So hatte sich Anonymous 2008 ausgerechnet im Widerstand gegen Scientology formiert, da die Sekte für ihr hartes Vorgehen, die Klagewut gegen Kritiker bekannt war und ein geleaktes Propaganda-Video mit Tom Cruise unterdrücken wollte. Für die Hacker lieferte dieses Verhalten eine Rechtfertigung für die kollektive Selbstjustiz. Auch das Zentrum für Politische Schönheit, aus dessen Unterstützer-Umfeld das „Schnuppivera“-Video stammt, verschafft politischen Missverhältnissen durch Aktionskunst ein mediales Echo; das Korrektiv der Öffentlichkeit soll zu Bewusstsein, im besten Fall zur Handlung zwingen. Die Aktivisten türmten etwa einen Berg aus Schuhen von Opfern des Massakers in Srebrenica auf, diese „Säule der Schande“ wies als „Medienwaffe“ auf die Mitverantwortung der UN an dem Massaker hin.
Erfolg durch Empörung
Der jüngste Coup ist nun also eine Protestkampagne gegen das Rüstungsunternehmen Krauss-Maffei Wegmann, das Leopard-2-Panzer nach Saudi-Arabien liefern möchte.
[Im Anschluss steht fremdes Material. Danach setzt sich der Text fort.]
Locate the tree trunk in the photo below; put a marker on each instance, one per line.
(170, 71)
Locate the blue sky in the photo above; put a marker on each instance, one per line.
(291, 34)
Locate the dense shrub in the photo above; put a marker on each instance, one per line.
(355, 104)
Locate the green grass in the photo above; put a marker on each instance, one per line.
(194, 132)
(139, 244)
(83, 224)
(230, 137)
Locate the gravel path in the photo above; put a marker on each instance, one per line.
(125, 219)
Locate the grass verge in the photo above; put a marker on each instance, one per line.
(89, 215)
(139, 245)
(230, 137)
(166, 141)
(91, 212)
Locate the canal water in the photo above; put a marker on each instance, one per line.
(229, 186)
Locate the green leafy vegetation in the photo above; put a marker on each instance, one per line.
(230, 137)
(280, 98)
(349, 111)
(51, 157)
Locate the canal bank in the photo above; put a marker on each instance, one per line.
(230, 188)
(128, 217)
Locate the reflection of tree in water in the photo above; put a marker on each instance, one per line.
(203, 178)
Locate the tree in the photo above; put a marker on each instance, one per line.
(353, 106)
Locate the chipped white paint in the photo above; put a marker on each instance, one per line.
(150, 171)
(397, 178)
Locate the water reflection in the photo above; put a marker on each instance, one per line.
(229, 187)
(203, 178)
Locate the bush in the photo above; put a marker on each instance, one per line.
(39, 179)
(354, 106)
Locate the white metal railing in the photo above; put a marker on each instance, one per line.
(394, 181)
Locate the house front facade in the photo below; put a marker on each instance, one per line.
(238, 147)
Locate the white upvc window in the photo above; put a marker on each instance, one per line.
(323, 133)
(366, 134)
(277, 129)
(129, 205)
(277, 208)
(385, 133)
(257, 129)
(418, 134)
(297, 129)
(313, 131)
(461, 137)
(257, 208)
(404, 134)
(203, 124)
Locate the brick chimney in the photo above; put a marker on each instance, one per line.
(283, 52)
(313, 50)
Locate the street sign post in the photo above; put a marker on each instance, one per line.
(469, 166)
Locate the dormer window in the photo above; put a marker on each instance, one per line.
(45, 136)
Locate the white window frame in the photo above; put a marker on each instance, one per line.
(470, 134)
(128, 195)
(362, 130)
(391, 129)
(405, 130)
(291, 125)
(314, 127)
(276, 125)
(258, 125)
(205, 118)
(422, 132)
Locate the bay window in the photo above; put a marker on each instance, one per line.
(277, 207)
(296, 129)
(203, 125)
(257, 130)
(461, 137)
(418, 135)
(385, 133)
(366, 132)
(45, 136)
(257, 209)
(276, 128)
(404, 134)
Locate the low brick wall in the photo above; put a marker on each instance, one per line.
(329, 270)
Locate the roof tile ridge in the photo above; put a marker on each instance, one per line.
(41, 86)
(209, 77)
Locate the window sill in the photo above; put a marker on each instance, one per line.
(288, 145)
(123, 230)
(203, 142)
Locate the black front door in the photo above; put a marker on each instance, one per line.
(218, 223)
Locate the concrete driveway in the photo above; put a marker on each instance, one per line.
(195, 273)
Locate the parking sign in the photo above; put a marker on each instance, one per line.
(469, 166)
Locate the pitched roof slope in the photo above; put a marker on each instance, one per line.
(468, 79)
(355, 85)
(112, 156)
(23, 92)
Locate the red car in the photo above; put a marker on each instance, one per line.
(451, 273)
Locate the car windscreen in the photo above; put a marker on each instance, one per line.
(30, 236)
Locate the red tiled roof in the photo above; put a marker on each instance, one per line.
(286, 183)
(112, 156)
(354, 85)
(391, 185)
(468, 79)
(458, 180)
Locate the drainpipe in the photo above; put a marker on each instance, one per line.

Da der Konzern schwer angreifbar ist und bevorzugt unterhalb des Radars der Öffentlichkeit agiert, personalisierten die Kunstaktivisten die Kampagne. Sie zerrten die 38 Eigner des Familienunternehmens in die Öffentlichkeit, indem sie die bisher unbekannten Erben im Netz und auf Plakaten porträtierten und ein „Kopfgeld“ von 25.000 Euro aussetzen – für Hinweise auf beliebige Delikte, die die Eigner ins Gefängnis bringen.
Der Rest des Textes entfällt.